At some of the busiest airports, bomb-sniffing dogs are helping to speed up security lines.

Their knack for finding explosives is unparalleled.

The only problem is -- there aren't enough of them.

California star K9 takes down armed car thief

Eight-year-old black lab Sunny can easily detect the kind of homemade explosives used in the Paris and Brussels terror attacks.

She knows about 19,000 different kinds of explosives.

ATF Special Agent Sheila Fry is Sunny's handler.

"When I started in 2002 not too many people knew what a bomb dog was and now everybody has got a bomb dog," she said.

The use of bomb sniffing dogs by local, state, and federal law enforcement, as well as private institutions like universities, has steadily increased after the 9/11 attacks.

There are currently about 1,000 sniffing around U.S. transportation hubs. The K9s are specially selected, trained for nearly a year, and then serve for about eight years. But as demand around the world has increased, U.S. law enforcement has seen the market for available dogs tighten.

Doctor Cindy Otto runs the University of Pennsylvania's Working Dog Center.

"It really makes me concerned," said Dr. Otto. "I think we really have an obligation to the public to keep us safe, and the dogs we know are the most effective screening tool for explosives."

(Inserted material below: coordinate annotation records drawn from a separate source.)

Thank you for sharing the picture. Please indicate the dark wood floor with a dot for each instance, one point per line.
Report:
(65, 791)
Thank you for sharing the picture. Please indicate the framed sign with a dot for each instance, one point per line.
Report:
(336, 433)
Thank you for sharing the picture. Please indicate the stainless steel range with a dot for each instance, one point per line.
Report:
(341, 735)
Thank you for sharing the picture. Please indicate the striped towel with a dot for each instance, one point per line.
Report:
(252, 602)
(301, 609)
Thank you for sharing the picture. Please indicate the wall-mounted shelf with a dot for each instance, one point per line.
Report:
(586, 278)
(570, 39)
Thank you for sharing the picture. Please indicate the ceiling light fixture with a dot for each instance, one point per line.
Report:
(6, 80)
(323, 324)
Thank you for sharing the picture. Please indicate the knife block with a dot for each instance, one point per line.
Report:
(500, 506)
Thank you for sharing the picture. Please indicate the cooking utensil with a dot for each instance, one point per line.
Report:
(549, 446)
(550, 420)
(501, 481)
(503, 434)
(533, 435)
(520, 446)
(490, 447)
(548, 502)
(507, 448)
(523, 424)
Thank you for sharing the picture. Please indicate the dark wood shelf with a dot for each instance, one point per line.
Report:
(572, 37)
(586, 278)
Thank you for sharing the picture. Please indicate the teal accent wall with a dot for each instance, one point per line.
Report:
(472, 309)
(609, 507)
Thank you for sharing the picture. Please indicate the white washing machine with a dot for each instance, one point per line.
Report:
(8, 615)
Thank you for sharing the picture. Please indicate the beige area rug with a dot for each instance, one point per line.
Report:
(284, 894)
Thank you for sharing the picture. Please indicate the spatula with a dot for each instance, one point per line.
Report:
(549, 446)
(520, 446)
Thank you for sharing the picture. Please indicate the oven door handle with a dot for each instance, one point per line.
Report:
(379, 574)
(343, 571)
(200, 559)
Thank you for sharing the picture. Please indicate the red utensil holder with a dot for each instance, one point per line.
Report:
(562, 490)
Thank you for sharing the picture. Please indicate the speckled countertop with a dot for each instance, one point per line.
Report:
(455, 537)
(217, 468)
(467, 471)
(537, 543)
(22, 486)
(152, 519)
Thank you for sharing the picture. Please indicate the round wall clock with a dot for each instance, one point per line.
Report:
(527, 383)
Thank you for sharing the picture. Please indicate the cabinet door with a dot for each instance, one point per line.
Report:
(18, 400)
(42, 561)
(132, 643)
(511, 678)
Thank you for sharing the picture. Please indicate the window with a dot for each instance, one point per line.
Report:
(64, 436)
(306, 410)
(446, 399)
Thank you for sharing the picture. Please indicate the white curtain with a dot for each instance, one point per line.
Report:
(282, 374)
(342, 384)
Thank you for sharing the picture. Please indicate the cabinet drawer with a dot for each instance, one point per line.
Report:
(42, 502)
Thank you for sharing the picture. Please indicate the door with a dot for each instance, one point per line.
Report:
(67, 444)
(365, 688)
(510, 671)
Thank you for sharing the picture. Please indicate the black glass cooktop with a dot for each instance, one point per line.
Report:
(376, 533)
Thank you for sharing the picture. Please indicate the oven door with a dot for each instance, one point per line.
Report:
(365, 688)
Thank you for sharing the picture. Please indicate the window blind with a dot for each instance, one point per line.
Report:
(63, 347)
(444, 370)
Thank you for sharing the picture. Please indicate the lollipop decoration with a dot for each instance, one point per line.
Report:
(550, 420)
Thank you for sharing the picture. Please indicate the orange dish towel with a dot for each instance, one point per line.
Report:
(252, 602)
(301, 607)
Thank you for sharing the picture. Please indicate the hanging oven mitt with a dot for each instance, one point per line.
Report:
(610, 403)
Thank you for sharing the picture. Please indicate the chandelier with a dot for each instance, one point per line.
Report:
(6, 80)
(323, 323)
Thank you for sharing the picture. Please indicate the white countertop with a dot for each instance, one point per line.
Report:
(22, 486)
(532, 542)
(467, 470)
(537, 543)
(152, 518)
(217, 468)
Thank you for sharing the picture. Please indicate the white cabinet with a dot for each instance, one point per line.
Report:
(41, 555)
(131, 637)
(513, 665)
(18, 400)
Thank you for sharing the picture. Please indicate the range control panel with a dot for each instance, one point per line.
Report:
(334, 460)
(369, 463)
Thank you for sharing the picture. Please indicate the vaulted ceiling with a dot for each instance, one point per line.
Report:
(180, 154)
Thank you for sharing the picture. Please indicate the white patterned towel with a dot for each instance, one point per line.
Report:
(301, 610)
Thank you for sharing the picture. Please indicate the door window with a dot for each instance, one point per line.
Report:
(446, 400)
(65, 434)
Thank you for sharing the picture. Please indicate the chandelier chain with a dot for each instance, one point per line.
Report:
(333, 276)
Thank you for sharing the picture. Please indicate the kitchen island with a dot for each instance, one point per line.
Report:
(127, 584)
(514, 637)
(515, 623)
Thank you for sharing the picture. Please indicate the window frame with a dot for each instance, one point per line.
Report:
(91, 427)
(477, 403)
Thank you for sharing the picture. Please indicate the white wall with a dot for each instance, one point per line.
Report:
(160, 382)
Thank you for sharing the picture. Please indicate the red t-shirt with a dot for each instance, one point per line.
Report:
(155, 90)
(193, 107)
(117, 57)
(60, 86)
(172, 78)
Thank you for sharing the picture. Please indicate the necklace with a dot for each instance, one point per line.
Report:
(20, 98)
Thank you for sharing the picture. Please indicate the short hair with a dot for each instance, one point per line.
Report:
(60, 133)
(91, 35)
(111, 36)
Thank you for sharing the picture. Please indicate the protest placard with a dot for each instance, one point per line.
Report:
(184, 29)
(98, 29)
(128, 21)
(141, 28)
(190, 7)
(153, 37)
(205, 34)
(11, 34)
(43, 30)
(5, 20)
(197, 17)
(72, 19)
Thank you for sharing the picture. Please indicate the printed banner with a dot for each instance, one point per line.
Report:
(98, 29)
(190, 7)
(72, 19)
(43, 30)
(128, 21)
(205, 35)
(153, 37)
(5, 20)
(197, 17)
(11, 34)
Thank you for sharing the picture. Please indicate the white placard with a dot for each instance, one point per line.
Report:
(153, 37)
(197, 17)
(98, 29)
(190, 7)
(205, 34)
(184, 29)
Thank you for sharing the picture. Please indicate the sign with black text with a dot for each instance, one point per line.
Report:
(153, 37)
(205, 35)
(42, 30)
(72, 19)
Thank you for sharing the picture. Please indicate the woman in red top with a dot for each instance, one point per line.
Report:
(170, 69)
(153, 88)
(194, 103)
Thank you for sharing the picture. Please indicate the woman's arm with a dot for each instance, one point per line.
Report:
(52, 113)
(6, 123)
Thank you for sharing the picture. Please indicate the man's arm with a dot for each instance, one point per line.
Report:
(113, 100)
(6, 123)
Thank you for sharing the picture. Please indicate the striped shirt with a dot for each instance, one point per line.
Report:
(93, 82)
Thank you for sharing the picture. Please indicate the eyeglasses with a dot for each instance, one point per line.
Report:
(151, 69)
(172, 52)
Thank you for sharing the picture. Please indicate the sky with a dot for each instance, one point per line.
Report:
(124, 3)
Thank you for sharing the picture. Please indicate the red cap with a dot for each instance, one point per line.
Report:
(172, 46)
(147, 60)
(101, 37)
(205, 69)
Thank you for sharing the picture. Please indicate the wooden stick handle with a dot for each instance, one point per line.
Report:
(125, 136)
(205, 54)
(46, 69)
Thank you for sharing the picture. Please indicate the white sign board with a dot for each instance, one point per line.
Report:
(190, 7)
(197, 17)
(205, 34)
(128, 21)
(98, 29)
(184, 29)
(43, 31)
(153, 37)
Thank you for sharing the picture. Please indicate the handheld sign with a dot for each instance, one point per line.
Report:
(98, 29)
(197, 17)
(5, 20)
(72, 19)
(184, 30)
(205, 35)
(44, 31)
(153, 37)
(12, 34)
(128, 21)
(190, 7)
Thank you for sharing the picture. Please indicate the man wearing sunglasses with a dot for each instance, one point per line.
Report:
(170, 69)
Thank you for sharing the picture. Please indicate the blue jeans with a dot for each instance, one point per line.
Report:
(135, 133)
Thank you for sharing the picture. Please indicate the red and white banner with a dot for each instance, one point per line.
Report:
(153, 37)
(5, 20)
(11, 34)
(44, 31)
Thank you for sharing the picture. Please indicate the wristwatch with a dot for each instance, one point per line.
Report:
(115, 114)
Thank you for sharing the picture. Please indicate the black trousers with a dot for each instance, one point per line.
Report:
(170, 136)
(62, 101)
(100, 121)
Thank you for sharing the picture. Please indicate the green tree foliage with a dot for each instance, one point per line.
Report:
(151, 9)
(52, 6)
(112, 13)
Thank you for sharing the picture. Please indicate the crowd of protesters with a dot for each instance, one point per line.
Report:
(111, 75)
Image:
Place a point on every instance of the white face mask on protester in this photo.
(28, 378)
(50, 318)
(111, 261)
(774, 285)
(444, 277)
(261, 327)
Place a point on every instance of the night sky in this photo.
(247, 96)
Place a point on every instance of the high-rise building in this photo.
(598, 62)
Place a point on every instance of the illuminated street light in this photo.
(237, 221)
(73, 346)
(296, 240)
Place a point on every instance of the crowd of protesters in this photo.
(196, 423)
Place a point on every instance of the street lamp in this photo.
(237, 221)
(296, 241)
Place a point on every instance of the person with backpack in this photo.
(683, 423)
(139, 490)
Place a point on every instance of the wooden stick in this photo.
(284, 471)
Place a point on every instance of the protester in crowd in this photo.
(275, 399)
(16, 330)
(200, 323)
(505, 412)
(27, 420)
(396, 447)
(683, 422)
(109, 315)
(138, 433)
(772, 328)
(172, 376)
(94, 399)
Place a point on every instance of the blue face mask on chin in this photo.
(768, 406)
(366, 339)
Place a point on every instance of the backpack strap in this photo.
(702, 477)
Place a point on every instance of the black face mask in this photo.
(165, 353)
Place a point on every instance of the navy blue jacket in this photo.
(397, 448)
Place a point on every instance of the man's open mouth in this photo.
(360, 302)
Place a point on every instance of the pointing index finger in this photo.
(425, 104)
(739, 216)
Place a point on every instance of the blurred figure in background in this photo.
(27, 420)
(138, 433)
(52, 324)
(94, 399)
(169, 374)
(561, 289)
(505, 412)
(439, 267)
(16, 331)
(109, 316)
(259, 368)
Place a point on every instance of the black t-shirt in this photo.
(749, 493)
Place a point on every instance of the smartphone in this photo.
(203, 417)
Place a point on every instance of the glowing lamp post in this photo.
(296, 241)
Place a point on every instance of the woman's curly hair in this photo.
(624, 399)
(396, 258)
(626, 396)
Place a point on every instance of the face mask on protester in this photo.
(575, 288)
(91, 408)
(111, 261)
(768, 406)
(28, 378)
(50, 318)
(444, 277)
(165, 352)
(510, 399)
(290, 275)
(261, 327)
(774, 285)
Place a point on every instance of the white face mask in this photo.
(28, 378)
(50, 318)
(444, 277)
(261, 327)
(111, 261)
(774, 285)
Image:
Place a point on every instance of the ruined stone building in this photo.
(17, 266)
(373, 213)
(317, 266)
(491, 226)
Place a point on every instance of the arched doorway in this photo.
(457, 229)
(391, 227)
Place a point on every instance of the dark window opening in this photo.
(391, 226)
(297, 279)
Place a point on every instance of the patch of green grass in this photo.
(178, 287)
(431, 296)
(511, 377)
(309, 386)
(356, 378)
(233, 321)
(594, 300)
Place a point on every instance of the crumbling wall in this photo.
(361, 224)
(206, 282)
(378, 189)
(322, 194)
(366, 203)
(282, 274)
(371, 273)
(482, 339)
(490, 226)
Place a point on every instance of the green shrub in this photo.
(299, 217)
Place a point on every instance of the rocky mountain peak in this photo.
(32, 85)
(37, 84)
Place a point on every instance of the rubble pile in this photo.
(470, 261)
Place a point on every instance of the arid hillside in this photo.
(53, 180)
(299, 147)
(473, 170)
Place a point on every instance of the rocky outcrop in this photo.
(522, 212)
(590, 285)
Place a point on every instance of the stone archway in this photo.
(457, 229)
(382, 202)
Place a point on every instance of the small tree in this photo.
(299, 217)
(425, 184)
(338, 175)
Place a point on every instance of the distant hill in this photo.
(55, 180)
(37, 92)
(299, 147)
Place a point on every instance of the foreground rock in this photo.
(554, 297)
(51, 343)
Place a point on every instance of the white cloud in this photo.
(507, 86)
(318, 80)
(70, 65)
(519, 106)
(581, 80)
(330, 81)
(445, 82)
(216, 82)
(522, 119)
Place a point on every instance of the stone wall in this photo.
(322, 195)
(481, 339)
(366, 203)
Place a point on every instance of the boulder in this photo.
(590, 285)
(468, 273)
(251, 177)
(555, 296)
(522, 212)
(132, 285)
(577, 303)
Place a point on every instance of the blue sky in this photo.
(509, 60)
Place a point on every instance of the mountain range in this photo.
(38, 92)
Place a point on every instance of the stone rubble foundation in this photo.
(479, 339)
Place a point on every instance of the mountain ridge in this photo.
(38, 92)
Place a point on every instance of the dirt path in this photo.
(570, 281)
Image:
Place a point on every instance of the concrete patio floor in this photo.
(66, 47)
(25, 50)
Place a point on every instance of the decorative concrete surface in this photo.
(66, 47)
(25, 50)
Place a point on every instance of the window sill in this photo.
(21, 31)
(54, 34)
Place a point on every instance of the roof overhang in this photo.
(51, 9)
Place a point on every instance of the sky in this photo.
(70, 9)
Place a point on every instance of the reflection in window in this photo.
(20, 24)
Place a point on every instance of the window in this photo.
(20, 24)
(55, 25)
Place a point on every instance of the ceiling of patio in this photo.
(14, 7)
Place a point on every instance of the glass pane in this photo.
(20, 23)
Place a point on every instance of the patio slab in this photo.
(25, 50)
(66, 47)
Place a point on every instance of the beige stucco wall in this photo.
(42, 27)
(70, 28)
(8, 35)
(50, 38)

Recently Dr. Otto warned Congress of the potential for a looming shortage.

"One of the reasons for the shortage of quality dogs is we rely heavily on the procurement of dogs from other countries," she said. "To us, a national breeding program is a priority."

Eight-year-old black lab Sunny and his handler Sheila. CBS News

The Transportation Security Administration (TSA) used to have its own breeding program, but shut it down in 2012 due to high costs. Now the agency said it needs some 60 additional dogs to add to the more than 300 currently it's currently using.

Customs and Border protection said it needs an additional 325 K9 teams.

"We really need to think about a better way to provide these dogs," said Dr. Otto. "Because it really is a national security issue we are all invested in."

The TSA said they would like to add hundreds of detection dogs to our nation's airports in the coming years.